A few weeks afterward, one night Bridget came home with a face perfectly radiant, or “bamin,” as she would have said. I was reading in my bed-room all alone. She came in, closed Aunt Mary’s door, and giving me a letter, said,

“Rade it, dear Miss Enna, rade it; he’s alive, and is comin’ home;” and she sat down on the rug beside me, and laughed and cried at once as I read the letter aloud to her.

Sure enough, the lover was safe and true. He had written to her often, but the letters had been lost, he supposed, as he had never heard from her; but he felt sure, he said, that she was still his Bridget, even if he did not hear from her.

“There, you see, Miss Enna, how bad I’d been if I’d done as they wanted me to,” she exclaimed; “and so Father Shane said to mother to-night, when he read the beautiful letter—for he brought it to me. Patrick writ to him, and sint him this letter to me inside of his’n, bekase he said he’d writ so often to me, and sure a letter would rach me through Father Shane.”

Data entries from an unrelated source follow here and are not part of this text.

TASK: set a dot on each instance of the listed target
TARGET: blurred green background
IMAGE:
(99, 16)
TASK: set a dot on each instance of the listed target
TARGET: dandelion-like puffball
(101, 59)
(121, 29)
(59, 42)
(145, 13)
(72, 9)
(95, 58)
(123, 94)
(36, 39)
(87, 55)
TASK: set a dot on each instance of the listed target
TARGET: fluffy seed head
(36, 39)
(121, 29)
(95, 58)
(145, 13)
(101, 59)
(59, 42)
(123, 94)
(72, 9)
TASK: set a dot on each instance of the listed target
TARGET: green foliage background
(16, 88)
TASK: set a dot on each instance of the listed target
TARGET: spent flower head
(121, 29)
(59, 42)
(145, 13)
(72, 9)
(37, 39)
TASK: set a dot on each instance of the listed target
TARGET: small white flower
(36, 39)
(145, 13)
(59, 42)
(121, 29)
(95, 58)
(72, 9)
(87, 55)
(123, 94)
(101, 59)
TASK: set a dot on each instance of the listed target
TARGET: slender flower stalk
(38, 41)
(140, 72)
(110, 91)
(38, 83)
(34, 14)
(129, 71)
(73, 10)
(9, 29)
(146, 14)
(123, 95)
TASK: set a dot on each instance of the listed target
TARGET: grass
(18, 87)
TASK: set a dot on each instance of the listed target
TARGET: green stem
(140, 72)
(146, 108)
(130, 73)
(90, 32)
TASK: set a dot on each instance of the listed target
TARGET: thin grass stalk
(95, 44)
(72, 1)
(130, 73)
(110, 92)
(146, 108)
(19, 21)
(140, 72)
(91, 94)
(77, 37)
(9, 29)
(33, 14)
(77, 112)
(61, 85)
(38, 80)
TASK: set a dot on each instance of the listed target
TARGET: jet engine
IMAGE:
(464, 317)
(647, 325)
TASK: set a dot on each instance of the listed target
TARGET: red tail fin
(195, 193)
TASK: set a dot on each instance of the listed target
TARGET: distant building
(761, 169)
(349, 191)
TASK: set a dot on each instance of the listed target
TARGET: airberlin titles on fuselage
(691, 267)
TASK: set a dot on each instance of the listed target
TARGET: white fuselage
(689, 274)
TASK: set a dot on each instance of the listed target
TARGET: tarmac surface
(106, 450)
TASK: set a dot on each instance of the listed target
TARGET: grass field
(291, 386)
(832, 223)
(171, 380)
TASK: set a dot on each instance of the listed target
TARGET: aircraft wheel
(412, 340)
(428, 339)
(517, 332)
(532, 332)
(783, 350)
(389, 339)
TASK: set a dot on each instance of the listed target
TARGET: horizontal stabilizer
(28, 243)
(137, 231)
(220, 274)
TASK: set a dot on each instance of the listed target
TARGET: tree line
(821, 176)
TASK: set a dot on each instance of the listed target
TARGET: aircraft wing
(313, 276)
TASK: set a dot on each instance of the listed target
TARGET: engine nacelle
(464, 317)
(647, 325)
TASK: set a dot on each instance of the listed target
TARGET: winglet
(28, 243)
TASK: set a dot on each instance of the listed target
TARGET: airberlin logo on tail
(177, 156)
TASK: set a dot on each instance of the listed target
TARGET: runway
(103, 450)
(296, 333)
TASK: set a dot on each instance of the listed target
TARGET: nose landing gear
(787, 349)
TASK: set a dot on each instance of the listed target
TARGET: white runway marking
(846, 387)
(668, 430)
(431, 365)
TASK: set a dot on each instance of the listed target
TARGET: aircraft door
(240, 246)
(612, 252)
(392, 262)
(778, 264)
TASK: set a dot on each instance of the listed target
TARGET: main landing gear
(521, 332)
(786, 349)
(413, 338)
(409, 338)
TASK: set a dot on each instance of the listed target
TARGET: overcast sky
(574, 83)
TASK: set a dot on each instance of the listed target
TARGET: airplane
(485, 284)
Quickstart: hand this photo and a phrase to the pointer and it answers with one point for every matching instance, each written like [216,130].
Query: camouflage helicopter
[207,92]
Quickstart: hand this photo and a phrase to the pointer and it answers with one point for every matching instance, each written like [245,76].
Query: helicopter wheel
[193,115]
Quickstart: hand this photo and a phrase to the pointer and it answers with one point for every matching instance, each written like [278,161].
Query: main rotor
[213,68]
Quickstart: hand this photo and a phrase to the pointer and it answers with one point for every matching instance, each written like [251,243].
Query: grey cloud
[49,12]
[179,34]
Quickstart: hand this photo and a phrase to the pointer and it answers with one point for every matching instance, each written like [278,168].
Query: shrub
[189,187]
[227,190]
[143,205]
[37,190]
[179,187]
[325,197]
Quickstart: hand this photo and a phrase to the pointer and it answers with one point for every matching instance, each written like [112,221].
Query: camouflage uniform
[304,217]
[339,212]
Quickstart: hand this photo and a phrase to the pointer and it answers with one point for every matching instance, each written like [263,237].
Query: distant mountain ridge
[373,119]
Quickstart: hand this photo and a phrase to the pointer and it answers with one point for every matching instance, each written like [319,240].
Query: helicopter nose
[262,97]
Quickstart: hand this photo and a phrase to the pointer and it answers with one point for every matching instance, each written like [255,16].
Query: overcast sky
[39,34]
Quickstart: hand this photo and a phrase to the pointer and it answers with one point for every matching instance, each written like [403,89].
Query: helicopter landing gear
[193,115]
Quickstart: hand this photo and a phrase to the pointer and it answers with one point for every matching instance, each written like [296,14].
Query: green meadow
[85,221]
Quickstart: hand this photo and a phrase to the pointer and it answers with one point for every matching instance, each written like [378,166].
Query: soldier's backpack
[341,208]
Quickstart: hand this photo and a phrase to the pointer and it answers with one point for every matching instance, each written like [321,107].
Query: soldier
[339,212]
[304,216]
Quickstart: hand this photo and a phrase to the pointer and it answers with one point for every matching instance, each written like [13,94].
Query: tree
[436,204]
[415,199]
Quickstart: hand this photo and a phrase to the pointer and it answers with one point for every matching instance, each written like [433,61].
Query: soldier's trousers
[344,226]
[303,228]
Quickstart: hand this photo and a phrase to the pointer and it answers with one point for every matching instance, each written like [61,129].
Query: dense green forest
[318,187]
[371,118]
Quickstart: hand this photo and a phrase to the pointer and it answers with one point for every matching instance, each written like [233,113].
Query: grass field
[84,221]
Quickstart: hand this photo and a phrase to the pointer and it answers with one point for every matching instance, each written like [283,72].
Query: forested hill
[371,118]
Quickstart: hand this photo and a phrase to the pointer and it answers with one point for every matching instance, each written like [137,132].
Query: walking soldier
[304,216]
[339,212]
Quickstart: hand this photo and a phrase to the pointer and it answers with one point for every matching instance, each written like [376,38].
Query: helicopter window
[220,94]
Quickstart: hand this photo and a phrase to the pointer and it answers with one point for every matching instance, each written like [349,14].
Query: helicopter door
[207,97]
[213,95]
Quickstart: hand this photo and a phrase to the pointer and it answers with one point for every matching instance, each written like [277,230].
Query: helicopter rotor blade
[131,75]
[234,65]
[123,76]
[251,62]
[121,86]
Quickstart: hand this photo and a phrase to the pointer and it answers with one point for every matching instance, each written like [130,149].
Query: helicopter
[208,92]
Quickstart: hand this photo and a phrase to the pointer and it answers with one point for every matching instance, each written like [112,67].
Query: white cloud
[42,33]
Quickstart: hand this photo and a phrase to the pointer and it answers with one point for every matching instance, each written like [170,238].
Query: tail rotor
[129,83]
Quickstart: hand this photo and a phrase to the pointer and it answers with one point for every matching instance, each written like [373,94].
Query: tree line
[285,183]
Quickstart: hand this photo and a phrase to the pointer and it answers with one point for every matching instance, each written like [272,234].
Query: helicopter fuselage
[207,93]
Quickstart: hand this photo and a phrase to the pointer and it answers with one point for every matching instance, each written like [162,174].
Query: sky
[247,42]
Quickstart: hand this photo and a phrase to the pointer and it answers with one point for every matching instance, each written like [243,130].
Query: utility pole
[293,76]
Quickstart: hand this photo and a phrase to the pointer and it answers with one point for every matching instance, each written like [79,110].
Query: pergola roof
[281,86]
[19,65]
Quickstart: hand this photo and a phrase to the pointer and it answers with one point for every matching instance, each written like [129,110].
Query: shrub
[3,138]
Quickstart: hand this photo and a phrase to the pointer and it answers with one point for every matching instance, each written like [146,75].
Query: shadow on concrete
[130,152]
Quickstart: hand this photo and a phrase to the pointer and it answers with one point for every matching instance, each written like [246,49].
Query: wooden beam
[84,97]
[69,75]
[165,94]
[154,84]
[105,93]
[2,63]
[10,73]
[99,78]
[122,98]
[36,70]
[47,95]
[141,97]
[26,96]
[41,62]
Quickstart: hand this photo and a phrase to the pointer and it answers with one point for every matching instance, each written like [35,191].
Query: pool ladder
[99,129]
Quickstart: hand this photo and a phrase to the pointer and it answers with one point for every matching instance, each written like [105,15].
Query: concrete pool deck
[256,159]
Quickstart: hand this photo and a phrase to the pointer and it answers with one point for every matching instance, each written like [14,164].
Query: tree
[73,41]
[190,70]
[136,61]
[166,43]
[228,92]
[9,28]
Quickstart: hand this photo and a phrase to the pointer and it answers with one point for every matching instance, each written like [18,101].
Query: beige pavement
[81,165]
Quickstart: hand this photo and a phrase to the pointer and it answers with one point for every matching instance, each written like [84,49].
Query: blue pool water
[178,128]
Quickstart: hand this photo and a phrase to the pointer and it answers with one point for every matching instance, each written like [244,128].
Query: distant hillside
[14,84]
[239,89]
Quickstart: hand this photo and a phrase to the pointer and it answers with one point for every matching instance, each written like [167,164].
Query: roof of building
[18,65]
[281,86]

Patient Reader, this is a true story; but I am the only one to be sympathized with in it, for I lost my jewel of a chambermaid. A few months afterward Patrick came home and claimed his faithful Bridget. We had a busy time when she was married—for the whole family took an interest in good Bridget’s fortune. Patrick was a nice, healthy, bright-looking Irishman; and when on the Sunday after he arrived he came to take her to mass, I saw him as they walked down the street together, look at her sturdy little figure with as much admiration as if it had possessed the fine proportions of a Venus. Love is such a beautifier.

Father Shane married them, and Patrick rented a nice little house in the suburbs of our town, and took Widow Kerevan home to live with them. Bridget is a happy wife; but she has one trouble, and that is, that her husband’s calling takes him away from her, and places him in danger; but when he returns from long voyages she is as bright and merry as a lark.

The other day I went to see her, and as her little girl Elsie came nestling close to me, Bridget said,

“Ever since that child was born, Miss Enna, I feel that my blessed darlint has come back to me. Och, but He’s been kind to me,” she said, blessing herself with devotion, “for He give me back both Patrick and Elsie.”

Good girl! God had indeed been kind to her, for he had bestowed upon her those priceless gifts of the spirit—Faith and Truth.